Recent trends in computer hardware have made modern computers parallel computers; that is, the power of today's computers depends on the number of processors. In order to use these powerful machines, we must split the algorithmic tasks into pieces and assign them to a large number of processors. In many cases, this requires nontrivial modifications of the algorithm. In this chapter, we discuss several basic concepts about parallelizing an algorithm and illustrate them in the context of loop/cluster identification.
The key issue in parallel computation is the distribution of computer memory. In other words, how much memory is available and at what access speed. Memories are organized in a hierarchical structure: L1 cache, L2 cache, main memory, and so on, all with different access speeds. The access speed also depends on the physical distance between the computing unit and the memory block.
Discussing how to fine-tune computer programs, taking all machine details into account, is clearly beyond the scope of this book. Therefore, in the following, we focus our discussion of parallel computers on two common types of architectures (Fig. 13.1): shared memory and distributed memory. In either case, we assume that the parallel computer has Np processors.
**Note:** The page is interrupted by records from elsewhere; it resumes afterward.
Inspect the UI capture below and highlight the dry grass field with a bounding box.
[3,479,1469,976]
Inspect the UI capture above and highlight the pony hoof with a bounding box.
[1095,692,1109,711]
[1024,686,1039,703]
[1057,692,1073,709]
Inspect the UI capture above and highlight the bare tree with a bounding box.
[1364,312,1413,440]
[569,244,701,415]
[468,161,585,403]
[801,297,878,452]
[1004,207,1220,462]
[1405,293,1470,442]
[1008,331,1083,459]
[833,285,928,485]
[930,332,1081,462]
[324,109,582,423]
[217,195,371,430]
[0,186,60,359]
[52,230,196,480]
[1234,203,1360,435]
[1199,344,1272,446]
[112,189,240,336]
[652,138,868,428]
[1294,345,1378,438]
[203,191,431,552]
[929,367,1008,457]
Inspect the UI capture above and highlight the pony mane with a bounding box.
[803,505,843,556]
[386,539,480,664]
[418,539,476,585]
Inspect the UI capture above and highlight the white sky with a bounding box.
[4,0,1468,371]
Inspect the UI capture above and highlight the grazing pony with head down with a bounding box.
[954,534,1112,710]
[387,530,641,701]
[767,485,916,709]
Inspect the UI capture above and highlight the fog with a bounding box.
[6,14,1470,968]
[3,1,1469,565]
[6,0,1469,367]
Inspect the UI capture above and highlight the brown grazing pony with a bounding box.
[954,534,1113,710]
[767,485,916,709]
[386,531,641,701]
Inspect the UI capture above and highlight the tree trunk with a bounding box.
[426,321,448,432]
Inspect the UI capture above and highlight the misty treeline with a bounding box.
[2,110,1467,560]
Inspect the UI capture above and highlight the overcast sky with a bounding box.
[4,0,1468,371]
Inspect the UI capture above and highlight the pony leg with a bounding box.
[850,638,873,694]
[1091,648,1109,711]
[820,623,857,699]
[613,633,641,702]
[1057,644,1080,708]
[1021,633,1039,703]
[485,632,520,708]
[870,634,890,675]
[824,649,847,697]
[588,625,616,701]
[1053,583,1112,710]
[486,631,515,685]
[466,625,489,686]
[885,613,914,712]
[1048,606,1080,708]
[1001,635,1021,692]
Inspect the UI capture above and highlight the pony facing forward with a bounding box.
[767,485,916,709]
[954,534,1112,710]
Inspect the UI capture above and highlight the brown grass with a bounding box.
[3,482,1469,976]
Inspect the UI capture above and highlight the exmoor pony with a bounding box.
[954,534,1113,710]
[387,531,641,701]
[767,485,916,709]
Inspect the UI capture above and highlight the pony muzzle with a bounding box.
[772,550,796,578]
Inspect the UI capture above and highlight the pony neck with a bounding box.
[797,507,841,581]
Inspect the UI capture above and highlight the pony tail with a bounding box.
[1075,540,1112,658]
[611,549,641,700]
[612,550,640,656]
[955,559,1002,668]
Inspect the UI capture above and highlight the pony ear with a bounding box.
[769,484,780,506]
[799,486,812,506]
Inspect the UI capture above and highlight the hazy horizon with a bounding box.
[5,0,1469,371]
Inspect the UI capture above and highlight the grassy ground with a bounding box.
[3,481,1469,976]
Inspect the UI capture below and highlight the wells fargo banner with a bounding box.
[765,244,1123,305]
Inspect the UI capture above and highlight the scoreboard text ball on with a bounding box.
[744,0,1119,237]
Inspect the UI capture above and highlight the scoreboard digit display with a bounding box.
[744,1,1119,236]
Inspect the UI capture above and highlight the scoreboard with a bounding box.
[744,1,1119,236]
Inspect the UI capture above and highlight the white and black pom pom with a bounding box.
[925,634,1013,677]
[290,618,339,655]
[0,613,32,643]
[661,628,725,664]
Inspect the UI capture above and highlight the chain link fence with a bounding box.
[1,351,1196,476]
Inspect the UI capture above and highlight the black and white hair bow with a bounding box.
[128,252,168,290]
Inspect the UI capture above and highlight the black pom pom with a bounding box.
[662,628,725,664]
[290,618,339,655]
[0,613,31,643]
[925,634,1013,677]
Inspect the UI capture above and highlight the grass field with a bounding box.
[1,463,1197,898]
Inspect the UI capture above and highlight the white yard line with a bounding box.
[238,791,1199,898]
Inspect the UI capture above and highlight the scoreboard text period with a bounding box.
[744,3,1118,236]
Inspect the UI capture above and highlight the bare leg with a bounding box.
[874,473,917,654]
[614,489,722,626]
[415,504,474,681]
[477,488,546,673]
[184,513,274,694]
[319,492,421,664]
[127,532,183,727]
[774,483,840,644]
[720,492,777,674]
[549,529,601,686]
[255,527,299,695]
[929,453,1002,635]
In most parallel computers available today, each local memory block is directly accessible by only a small number of processors in the local processor block which is physically closest to it. To access a remote block of memory, a processor must communicate with another processor that has direct access to this block. In some sense, the shared-memory architecture is a model for a local processor block. Alternatively, it can be regarded as a model of the whole computer system in which the communication cost is negligible. In this model, we do not have to account for the process of communicating between the processors. We simply assume that they are all reading and writing to the same block of memory, and each processor immediately knows when something is written to memory by another. The distributed-memory architecture, on the other hand, is a model in which every processor monopolizes the access to the block of memory that it possesses, and for a processor to get the information written on another processor's memory, the owner of the information must explicitly send it the content of this memory.